Ha osservato un diverso impatto del Covid, tra la prima e la seconda ondata, sui pazienti trapiantati?

L’impatto della prima ondata è stato sicuramente più pesante. Per molti pazienti la diagnosi è arrivata in ritardo, anche dopo una decina di giorni di ipertermia, con conseguenze gravi: mesi di ricovero in Terapia intensiva, intubati e, per alcuni, un esito fatale.

I trapiantati che si sono ammalati durante la seconda ondata sono riusciti a curarsi da casa, sia perché eravamo riusciti a prepararli ad affrontare la malattia, tempestandoli di nozioni e di raccomandazioni, sia perché il virus sembra essere stato meno aggressivo con i trapiantati. 

La riorganizzazione forzata ha portato qualcosa di utile?

Sì, abbiamo potuto sperimentare la televisita, una proposta tecnologica alla portata nostra e del nostro Ospedale che è stata subito appoggiata dal nostro direttore (professor Vincenzo Cantaluppi). 

Si è rivelata anche alla portata dei nostri pazienti anziani, che al limite si sono fatti aiutare da un nipote per risolvere le difficoltà iniziali di collegamento. La televisita ci permette di vedere in faccia i nostri pazienti, cosa che ci dà molte più informazioni di una semplice telefonata. Inoltre, a differenza delle telefonate che arrivano spontaneamente, per rispondere alle quali dobbiamo interrompere le nostre attività, la televisita può essere programmata e, soprattutto, è un tempo-lavoro riconosciuto, anche a livello amministrativo. 

Qual è l’immagine che si porta dentro, legata alla sua esperienza della pandemia?

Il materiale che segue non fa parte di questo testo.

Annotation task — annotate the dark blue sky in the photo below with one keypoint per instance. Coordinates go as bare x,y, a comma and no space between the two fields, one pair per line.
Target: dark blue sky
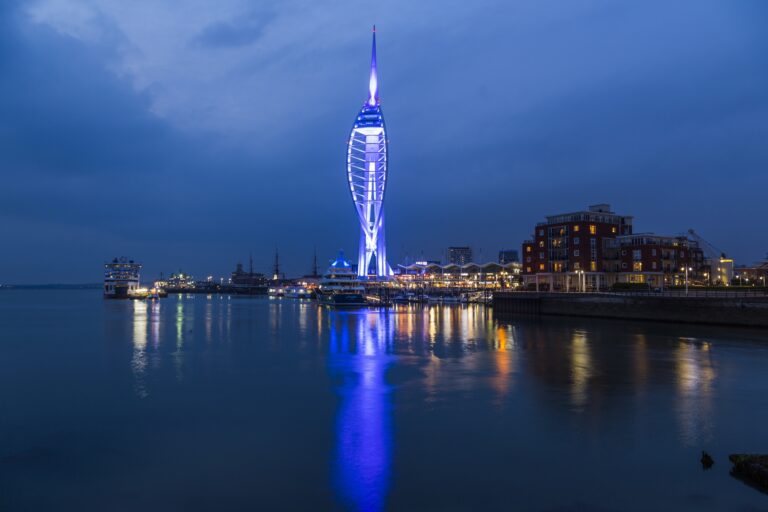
188,137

Racconto un episodio. A maggio sono stata chiamata in un reparto Covid per effettuare un prelievo ematico ad una nostra trapiantata, questa paziente era ricoverata dai primi di marzo in reparto dedicato a cure sub intensive. Quando mi ha visto, si è commossa e mi ha detto: “Finalmente, dopo mesi, ritrovo un volto noto: ti rendi conto che l’ultima volta che ti ho visto avevi il cappotto e ora hai un golfetto rosa, leggero? Non ne posso più di stare qui. Sapessi per quanti miei colleghi pazienti sono stata l’ultima persona a cui hanno stretto la mano prima di morire…”.  

Ecco, anche per alcuni di quelli che l’hanno superata, la pandemia ha avuto risvolti pesantissimi. Ma soprattutto per noi infermieri, la figura che per professione è deputata ad accudire, a stringere la mano, a raccogliere le emozioni negative ingigantite dalla notte e dalla solitudine. 

Anche quando stacchi dal lavoro e rientri a casa, te li porti dentro quei sentimenti, come corde che senti vibrare. Èun risvolto pesante, ma – mi viene da dire –  meno male che le senti vibrare.